As a young man Mr Bennet had thought that he was just like everybody else… or at least that he _could_ be, if he just did everything that was expected of him. So he went to some balls, flirted with some young ladies, and took himself a wife (who perchance may have been more charmed by the promise of two thousand a year than by Mr Bennet’s personal address). But only a few years into his marriage he’d finally had to lay his delusions of normalcy to rest, and he soon came to rue the youthful ignorance that had made him chose Miss Jane Gardiner to be his lifelong companion. In her he had no chance of finding his like, neither in sense nor in disposition. Instead, he set his hope to his children.
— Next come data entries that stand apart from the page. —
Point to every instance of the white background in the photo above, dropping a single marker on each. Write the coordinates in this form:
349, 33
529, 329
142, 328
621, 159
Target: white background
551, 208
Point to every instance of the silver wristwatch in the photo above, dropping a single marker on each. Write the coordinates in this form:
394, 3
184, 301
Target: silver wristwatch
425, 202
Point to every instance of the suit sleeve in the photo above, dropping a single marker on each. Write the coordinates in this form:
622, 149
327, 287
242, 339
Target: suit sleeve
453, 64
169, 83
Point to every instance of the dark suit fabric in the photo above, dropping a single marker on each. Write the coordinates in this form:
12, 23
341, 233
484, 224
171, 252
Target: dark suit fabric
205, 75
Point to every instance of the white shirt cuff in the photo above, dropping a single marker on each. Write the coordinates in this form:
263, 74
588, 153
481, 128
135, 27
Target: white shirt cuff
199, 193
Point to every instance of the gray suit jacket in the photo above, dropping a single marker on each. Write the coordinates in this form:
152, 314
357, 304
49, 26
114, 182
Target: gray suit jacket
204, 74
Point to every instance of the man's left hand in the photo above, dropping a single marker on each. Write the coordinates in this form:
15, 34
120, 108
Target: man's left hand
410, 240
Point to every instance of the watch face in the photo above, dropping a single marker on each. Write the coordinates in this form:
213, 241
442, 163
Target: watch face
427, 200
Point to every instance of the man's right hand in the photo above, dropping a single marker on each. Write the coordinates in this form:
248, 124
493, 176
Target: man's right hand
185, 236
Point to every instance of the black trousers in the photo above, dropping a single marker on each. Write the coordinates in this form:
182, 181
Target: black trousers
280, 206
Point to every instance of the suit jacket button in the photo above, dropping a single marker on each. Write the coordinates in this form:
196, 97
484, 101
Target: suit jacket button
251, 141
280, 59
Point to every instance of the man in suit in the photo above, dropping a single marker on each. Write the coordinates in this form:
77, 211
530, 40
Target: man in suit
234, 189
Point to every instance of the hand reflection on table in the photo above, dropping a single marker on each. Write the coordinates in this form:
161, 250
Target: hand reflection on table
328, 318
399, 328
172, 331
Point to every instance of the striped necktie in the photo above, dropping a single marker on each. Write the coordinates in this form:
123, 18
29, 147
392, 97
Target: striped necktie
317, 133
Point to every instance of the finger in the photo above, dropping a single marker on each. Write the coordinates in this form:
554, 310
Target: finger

As a new husband, Mr Bennet had dreamed about a little son to take riding and teach to read, but instead he got five daughters. Inquisitive and vibrant little Lizzy had soon endeared herself to him as his favourite, with calm and sensible Jane as a close second. At one time he’d had high hopes for Mary too, but even though he could still see a lot of himself in her earnest studies and love of books, he’d never gotten close to her the way he had with his two oldest daughters. Mary had never climbed up to sit on his knee like little Jane had, or dragged him off to explore the garden like Lizzy. Instead, little Mary had tensed up and hid in her mother’s skirts whenever he – or indeed anyone – so much as looked at her. And when she got a little older, she had still never come to discuss what she was reading with him like Lizzy always had. Then again, he had never really asked her about her books either. If he was completely honest with himself, he feared that he might have neglected his third daughter in his delight over the second. Perhaps the development of Mary’s sense had suffered for it; now when she _did_ talk about what she’d been reading, she gave the impression of mimicry rather than sense.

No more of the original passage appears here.